Barclays recently upgraded Enphase Energy (ENPH), citing two primary catalysts: the firm’s emerging solid-state transformer business targeting data centers and the commencement of new IQ9S-3P Commercial Microinverter shipments in the U.S.
The bullish note arrives at a pivotal moment for Enphase stock, which is down about 27% versus its year-to-date high in the first week of June.

Here’s Why Enphase Stock Is Attractive to Own
The solid-state transformer opportunity positions ENPH at the intersection of two powerful secular trends: the explosive growth in AI-driven data center demand and the need for more efficient power conversion infrastructure.
Globally, the artificial intelligence-driven energy market is projected to grow from $5.1 billion in 2025 to a whopping $22.2 billion by 2033, representing a 20.4% compound annual growth rate, which provides a sustainable addressable market for Enphase’s data center-focused products.
Meanwhile, the IQ9S-3P is positive for ENPH shares as well, given it extends the company’s reach into the higher-capacity commercial solar segment — diversifying revenue beyond the residential market that has been a source of investors' concern.
The bull thesis rests mostly on persistent global electrification trends, including rising utility rates, grid instability, and transportation electrification, all of which are expected to drive demand for Enphase’s integrated solar, battery, and EV charging ecosystem.
These dynamics should support both revenue growth and higher-margin recurring service streams over time.
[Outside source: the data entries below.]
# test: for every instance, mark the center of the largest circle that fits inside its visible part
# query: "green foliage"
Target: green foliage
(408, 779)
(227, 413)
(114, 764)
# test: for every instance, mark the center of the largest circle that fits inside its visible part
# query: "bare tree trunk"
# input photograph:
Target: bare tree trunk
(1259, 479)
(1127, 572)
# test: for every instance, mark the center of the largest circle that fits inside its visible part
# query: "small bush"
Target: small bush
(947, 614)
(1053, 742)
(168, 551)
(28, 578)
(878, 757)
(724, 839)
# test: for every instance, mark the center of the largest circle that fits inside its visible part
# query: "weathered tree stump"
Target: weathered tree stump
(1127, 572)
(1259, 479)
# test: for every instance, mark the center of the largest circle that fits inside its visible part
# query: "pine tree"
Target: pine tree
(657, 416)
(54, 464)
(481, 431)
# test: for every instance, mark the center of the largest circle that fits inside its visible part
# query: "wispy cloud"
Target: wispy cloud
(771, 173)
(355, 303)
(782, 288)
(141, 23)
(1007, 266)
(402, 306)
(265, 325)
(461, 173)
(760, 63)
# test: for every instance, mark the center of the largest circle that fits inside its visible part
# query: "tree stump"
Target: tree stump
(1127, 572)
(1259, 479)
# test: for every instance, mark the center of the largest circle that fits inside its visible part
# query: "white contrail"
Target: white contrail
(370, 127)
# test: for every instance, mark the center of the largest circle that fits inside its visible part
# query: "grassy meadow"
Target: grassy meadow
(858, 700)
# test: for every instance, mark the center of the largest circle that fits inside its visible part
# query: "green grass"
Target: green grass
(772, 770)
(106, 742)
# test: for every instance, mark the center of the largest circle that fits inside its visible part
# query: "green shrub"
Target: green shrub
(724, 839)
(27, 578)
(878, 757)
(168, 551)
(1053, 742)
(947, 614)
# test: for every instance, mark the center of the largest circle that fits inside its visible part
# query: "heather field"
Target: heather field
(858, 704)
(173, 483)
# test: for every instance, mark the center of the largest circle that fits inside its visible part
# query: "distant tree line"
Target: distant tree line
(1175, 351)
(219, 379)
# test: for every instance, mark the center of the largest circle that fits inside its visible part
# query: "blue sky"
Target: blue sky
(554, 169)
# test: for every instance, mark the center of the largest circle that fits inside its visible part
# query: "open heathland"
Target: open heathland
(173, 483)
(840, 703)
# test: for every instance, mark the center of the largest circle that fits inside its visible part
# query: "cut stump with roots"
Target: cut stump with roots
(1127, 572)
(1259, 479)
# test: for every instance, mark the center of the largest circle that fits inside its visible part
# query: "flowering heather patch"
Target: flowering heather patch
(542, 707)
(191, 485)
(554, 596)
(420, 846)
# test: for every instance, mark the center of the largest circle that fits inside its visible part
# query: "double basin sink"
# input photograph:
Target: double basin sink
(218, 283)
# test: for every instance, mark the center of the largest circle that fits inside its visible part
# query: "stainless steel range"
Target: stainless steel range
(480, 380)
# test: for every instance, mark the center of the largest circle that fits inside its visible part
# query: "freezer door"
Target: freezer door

The broader renewable energy integration opportunity remains the largest application segment for AI-enabled energy solutions, accounting for 33% of the global market in 2025.
Owning ENPH Shares Isn’t Free From Risk
However, meaningful risks temper the optimistic outlook. Tariff pressures on hardware imports could compress margins, while a potential slowdown in U.S. residential solar installations threatens the firm’s core revenue base.
The three-year and five-year total shareholder returns remain sharply negative, reinforcing that the recent momentum represents more of a rebound from depressed levels than a sustained recovery to prior highs.
Investors must weigh whether the data center opportunity and commercial microinverter expansion can sufficiently offset these headwinds to justify current valuations.
ENPH shares currently trade at a price-to-earnings ratio (P/E) multiple of about 51x, which stands in stark contrast to peer First Solar’s (FSLR) 16.5x, highlighting the premium the market has assigned to Enphase's growth profile.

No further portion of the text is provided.